“Her şey tek başımıza yaşamamıza göre ayarlanmış. Girişte de söylüyorlar, ‘Artık tek başınasın’…”
Tutulduğu koşulların F tipi cezaevlerine göre tecridin daha koyu bir hali olduğunu söyleyen mahpus, mektubunda Y tipi cezaevini tüm detaylarıyla anlattı.
Kendisinden “kuyunun dibindeki insan” diye bahsediyor. Önce hapishaneyle ilgili bir metafor olduğunu düşünüyorsunuz ancak hapishanenin yapısını ve kaldığı yeri biraz anlamaya başlayınca, kelime anlamıyla da bunu kastettiğini anlıyorsunuz.

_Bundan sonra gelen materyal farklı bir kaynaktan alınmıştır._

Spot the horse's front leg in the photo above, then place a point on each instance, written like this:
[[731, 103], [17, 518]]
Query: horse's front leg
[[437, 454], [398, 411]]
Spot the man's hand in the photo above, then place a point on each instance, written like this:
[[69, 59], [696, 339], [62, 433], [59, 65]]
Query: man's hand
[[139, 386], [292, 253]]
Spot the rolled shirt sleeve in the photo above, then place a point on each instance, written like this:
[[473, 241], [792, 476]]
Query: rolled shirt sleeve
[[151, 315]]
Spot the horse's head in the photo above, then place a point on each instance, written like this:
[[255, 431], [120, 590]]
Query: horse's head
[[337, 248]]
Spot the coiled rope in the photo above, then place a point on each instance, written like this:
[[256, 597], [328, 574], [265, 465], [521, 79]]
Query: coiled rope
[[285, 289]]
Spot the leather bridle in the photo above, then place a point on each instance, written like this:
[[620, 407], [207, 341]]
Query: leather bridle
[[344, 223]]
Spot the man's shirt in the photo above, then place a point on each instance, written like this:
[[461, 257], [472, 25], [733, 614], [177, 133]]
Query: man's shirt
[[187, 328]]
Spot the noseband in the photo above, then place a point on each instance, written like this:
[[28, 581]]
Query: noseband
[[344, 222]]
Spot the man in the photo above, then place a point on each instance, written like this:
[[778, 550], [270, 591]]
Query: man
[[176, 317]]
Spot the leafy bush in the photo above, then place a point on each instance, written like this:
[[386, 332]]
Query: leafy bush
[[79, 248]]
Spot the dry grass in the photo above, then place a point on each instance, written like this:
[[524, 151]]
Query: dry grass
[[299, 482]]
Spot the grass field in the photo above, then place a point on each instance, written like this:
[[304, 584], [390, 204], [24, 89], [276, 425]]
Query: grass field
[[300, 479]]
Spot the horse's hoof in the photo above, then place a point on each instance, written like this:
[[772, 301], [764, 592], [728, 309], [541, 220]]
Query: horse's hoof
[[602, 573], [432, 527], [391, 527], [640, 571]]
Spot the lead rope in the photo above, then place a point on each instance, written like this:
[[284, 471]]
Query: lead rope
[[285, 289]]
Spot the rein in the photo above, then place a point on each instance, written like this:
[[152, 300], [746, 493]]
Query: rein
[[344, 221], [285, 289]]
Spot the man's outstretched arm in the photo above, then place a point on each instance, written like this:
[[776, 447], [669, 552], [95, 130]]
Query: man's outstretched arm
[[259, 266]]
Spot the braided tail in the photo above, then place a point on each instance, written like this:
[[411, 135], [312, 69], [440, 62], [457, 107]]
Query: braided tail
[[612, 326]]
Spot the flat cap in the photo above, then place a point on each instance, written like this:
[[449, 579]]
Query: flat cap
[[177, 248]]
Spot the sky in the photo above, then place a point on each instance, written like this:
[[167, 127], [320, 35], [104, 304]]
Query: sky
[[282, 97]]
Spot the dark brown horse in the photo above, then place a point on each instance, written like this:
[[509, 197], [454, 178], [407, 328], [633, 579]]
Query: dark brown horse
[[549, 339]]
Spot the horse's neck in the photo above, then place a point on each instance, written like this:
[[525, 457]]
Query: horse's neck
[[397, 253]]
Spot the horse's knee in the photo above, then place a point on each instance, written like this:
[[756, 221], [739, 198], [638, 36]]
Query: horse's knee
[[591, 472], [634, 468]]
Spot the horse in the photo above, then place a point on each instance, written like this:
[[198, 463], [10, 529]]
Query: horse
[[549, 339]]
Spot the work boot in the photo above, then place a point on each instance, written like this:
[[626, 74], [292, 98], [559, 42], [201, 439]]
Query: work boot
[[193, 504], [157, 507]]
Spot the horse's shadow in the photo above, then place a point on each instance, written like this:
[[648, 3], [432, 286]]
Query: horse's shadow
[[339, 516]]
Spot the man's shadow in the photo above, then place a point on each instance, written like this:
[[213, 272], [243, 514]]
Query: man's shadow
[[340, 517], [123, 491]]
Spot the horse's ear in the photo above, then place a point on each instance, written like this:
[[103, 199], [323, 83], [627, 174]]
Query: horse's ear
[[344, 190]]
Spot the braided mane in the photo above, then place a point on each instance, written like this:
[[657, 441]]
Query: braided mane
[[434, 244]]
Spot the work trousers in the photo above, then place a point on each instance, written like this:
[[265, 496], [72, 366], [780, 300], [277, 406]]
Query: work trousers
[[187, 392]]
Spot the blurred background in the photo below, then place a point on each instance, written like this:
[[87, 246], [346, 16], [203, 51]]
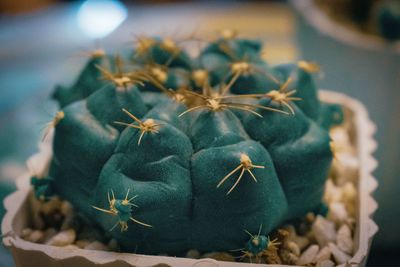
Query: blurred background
[[41, 45]]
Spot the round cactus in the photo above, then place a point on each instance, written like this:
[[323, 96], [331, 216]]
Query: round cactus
[[168, 166]]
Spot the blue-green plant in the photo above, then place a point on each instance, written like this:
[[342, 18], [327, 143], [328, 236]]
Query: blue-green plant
[[233, 145]]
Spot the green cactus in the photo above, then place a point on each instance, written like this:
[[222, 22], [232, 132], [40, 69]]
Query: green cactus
[[192, 165]]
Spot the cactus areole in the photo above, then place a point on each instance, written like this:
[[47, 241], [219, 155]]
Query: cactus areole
[[167, 153]]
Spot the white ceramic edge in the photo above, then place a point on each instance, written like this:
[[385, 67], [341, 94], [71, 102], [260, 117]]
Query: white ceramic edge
[[367, 184], [318, 19]]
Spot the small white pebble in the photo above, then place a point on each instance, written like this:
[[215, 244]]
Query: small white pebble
[[63, 238], [193, 254], [349, 192], [337, 212], [344, 240], [347, 167], [96, 245], [51, 206], [339, 256], [332, 192], [323, 254], [308, 255], [26, 232], [71, 246], [219, 256], [324, 231], [113, 245], [325, 263], [301, 241]]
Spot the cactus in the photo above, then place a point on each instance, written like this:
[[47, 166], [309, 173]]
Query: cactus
[[234, 145]]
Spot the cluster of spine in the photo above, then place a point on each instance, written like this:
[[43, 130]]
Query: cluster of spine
[[207, 146]]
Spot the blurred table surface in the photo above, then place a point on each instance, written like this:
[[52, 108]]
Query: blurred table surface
[[39, 50]]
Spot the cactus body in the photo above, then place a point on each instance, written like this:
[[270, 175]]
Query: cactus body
[[175, 169]]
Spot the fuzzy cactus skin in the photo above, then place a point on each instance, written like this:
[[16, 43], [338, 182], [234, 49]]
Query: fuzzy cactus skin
[[175, 170]]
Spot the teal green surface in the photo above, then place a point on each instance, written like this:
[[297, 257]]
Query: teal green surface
[[162, 187]]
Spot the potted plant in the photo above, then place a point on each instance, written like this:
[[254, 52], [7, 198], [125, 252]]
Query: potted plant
[[222, 160]]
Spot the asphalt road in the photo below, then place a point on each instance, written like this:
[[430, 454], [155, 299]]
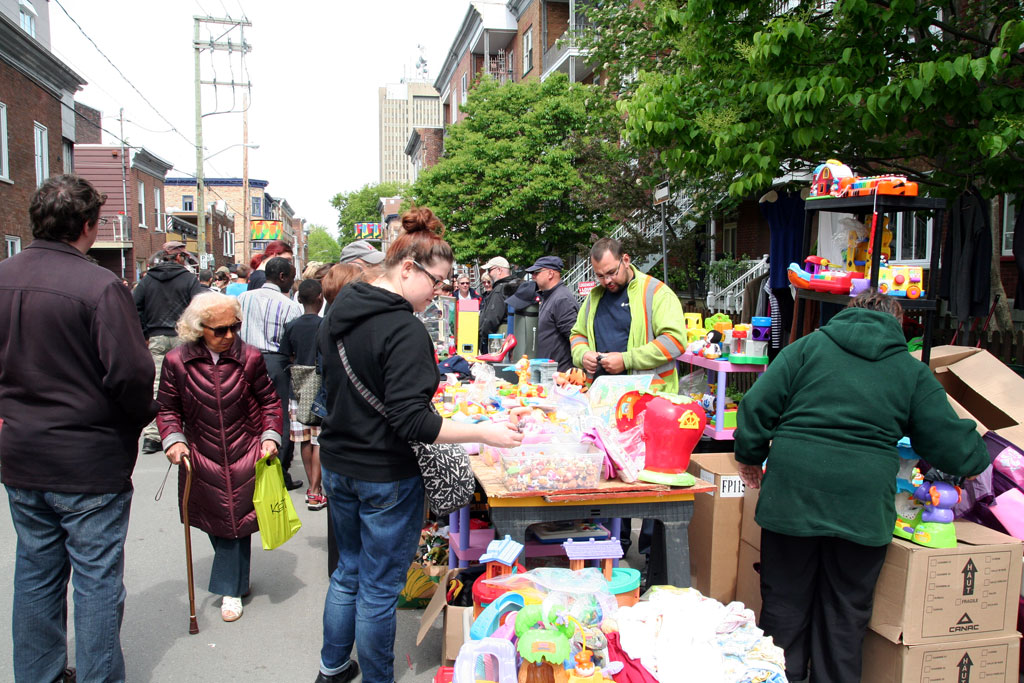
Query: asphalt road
[[278, 637]]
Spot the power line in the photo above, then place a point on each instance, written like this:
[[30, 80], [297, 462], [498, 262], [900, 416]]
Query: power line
[[192, 142]]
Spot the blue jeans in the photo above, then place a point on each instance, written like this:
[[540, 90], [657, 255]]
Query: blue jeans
[[81, 536], [377, 527]]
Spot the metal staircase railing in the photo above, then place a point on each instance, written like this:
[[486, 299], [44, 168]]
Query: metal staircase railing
[[730, 297]]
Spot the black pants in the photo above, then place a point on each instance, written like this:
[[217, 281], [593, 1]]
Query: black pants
[[816, 600], [276, 368]]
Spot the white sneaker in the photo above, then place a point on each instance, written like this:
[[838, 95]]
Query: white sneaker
[[230, 608]]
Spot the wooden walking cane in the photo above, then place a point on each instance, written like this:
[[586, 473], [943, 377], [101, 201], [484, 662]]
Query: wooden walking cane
[[193, 624]]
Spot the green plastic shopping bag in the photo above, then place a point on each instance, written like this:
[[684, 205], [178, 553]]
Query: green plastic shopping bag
[[274, 512]]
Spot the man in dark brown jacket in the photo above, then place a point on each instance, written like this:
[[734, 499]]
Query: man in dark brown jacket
[[76, 382]]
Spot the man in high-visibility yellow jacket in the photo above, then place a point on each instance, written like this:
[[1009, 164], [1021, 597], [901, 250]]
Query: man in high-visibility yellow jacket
[[630, 323]]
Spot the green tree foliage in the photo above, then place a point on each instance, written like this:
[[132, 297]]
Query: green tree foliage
[[322, 246], [359, 206], [732, 95], [528, 171]]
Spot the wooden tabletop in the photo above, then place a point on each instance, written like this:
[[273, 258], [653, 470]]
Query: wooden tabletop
[[489, 477]]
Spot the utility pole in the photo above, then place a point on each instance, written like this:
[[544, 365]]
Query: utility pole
[[246, 231], [199, 46]]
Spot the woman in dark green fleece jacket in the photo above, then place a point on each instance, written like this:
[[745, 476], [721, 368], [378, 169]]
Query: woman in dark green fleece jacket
[[825, 418]]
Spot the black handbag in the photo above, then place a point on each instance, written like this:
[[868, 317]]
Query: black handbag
[[448, 476]]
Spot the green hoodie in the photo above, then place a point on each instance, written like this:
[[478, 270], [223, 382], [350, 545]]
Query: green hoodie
[[826, 416]]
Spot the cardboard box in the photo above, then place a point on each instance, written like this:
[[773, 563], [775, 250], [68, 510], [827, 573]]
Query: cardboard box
[[714, 530], [982, 388], [927, 595], [453, 632], [749, 578], [749, 529], [988, 659]]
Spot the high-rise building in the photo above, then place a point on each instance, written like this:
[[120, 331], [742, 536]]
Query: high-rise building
[[403, 107]]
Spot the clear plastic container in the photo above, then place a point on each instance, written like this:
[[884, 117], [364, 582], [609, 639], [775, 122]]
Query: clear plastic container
[[495, 343], [552, 467]]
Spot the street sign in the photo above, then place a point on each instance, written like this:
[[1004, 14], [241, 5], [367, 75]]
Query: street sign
[[662, 193]]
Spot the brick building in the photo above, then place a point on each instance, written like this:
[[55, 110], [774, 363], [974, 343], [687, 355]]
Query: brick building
[[403, 107], [133, 182], [424, 148], [264, 219], [37, 115]]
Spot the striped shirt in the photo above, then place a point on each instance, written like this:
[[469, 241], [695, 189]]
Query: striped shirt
[[264, 313]]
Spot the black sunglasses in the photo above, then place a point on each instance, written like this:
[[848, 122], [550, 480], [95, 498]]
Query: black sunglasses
[[222, 331]]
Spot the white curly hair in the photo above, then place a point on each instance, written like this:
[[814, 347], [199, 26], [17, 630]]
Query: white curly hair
[[189, 326]]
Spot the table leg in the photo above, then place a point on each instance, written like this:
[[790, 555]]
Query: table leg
[[616, 527]]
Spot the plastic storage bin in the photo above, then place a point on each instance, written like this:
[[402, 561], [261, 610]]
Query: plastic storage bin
[[552, 467]]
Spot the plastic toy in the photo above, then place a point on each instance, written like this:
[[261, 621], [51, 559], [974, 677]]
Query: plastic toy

Ancak cezaevini uzun uzun betimlediği mektubunu okumak da yatak, tuvalet, banyo ve mutfağın içinde olduğu 12 metrekarede yılların nasıl geçeceğini tahayyül etmemize olanak sağlamıyor. Yine de epeyce bilgi edinebiliyoruz:
Pencere yok ama kamera var
Hapishane beş bloktan oluşuyor: A, B, C, D, E. Her blokta beş birim var, A1, A2, A3, A4, A5 şeklinde…
Bu birimler üç katlı, her katta 6 hücre var. Yani her birimde 18 hücre var, bir blokta da 90 hücre.
A, B, C, D bloklarında sadece tekli hücreler var, E blokta üçlü hücreler.
Ama hiçbir hücrenin havalandırması yok. Her birim için ayrı havalandırma yapılmış. Havalandırmalar yüksek duvarlı, penceresiz ve her iki yandaki kamerayla sürekli izleniyorsunuz. (“Kuyu” tanımının bir nedeni bu havalandırmaymış...)
Pardon, bir penceresi var ama sadece içeriye açılan, memurların mahpusları izlemesi için.
“Gökyüzü çizgi halinde görünüyor”
Mahpus, hapishanenin hem üst hem de alt katındaki hücrelerde kalmış:
“İkisi de aynı hissi yaratıyor. Düşünün, en alt katta zorlayarak bakarsanız belli bir çizgi halinde gökyüzü görünüyor. Teller zaten görmenizi iyice olanaksızlaştırıyor. Yani burada bize adeta ‘kafes hayvanı’ muamelesi yapılıyor. Alt katlara güneş hiç inmiyor, avlunun eni de çok dar.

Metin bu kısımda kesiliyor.